Gaji Guru Honorer Lebih Kecil Dari Gaji Penjaga Sekolah


By | 19.23 Leave a Comment
Gaji Honorer
asncpns.com - 30 orang guru honorer kategori 2 (K2) mengadukan nasibnya dengan mendatangi kantor DPRD Sukoharjo. Dengan bermaksud untuk memperjuangkan nasib, mereka datang dengan keluhan mengenai penghasilan bulanan mereka terima sangat kecil, yaitu sekitar Rp 175 ribu per bulan. Gaji ini jauh dibawah pegawai tidak tetap (PTT) penjaga sekolah karena sudah sesuai upah minimum kabupaten (UMK) sebesar Rp 1.223.000 per bulan.

Ketika mereka tiba di DPRD Sukoharjo, mereka langsung ditemui oleh Giyarto selaku Wakil Ketua DPRD Sukoharjo di ruang paripurna.

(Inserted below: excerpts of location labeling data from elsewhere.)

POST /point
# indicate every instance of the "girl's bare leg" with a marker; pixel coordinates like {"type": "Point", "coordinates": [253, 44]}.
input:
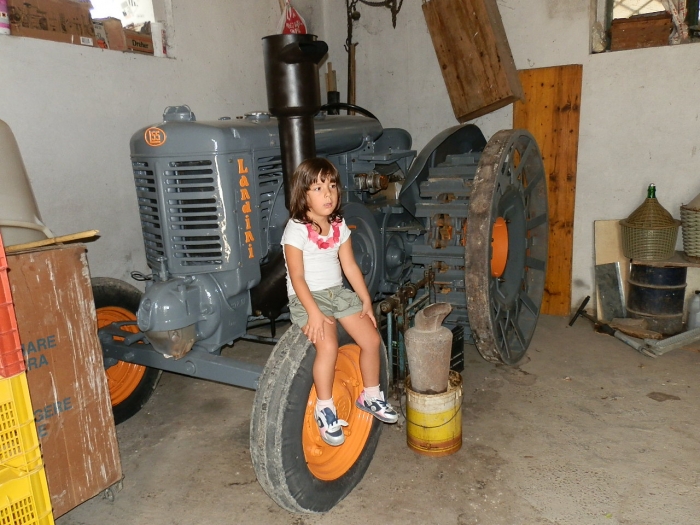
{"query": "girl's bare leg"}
{"type": "Point", "coordinates": [324, 364]}
{"type": "Point", "coordinates": [366, 336]}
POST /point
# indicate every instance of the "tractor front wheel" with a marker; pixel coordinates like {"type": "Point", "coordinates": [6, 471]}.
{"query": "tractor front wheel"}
{"type": "Point", "coordinates": [130, 385]}
{"type": "Point", "coordinates": [293, 465]}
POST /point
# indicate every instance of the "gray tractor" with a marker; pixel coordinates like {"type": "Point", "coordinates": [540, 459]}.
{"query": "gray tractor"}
{"type": "Point", "coordinates": [211, 198]}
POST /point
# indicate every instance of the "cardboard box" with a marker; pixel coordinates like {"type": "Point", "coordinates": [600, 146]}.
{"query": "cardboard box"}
{"type": "Point", "coordinates": [111, 32]}
{"type": "Point", "coordinates": [648, 30]}
{"type": "Point", "coordinates": [57, 324]}
{"type": "Point", "coordinates": [138, 42]}
{"type": "Point", "coordinates": [57, 20]}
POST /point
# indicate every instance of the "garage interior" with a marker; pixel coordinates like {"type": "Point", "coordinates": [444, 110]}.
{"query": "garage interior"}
{"type": "Point", "coordinates": [584, 429]}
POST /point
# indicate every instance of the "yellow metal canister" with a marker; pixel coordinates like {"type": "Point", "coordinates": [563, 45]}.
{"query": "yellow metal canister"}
{"type": "Point", "coordinates": [434, 421]}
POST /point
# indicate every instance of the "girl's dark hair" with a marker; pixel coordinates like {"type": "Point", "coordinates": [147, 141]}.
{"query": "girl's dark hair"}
{"type": "Point", "coordinates": [303, 177]}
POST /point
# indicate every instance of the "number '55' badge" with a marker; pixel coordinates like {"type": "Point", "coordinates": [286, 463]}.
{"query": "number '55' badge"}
{"type": "Point", "coordinates": [155, 137]}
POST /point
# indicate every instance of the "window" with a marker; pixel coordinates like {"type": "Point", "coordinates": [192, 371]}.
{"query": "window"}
{"type": "Point", "coordinates": [130, 12]}
{"type": "Point", "coordinates": [631, 24]}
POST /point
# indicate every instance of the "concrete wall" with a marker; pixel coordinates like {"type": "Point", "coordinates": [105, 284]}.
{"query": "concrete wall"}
{"type": "Point", "coordinates": [639, 111]}
{"type": "Point", "coordinates": [73, 109]}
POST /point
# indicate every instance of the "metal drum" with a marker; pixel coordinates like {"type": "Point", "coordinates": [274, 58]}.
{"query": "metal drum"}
{"type": "Point", "coordinates": [657, 294]}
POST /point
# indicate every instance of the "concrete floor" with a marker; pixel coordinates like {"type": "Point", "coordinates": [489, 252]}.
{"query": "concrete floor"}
{"type": "Point", "coordinates": [584, 431]}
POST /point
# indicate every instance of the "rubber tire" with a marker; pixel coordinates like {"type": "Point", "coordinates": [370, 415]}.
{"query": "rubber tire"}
{"type": "Point", "coordinates": [113, 292]}
{"type": "Point", "coordinates": [276, 429]}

Selain Giyarto yang para honorer ini, juga turut didampingi Ketua Komisi IV DPRD Sukoharjo Wawan Pribadi didampingi sekretaris Flaviana Sri Tasminah dan anggota Sunarsa, Martono, Hardi, Agus Sumantri dan Moch Samrodin.

Saat audiensi, Hartoyo selaku Ketua Ketua kelompok guru honorer K2 meminta keadilan rendahnya tingkat kesejahteraan karena honor yang diterima sangat rendah. “Para guru honorer K2 ini hanya menerima honor Rp 175 ribu per bulan itupun belum tentu diterima tetap nominalnya bisa berubah kadang Rp 100 ribu per bulan, honor itu kalah karena lebih kecil dibanding seorang penjaga sekolah bisa menerima honor sesuai UMK sebesar Rp 1.223.000 per bulan dan perbedaan honor itu membuat guru cemburu,” ungkapnya.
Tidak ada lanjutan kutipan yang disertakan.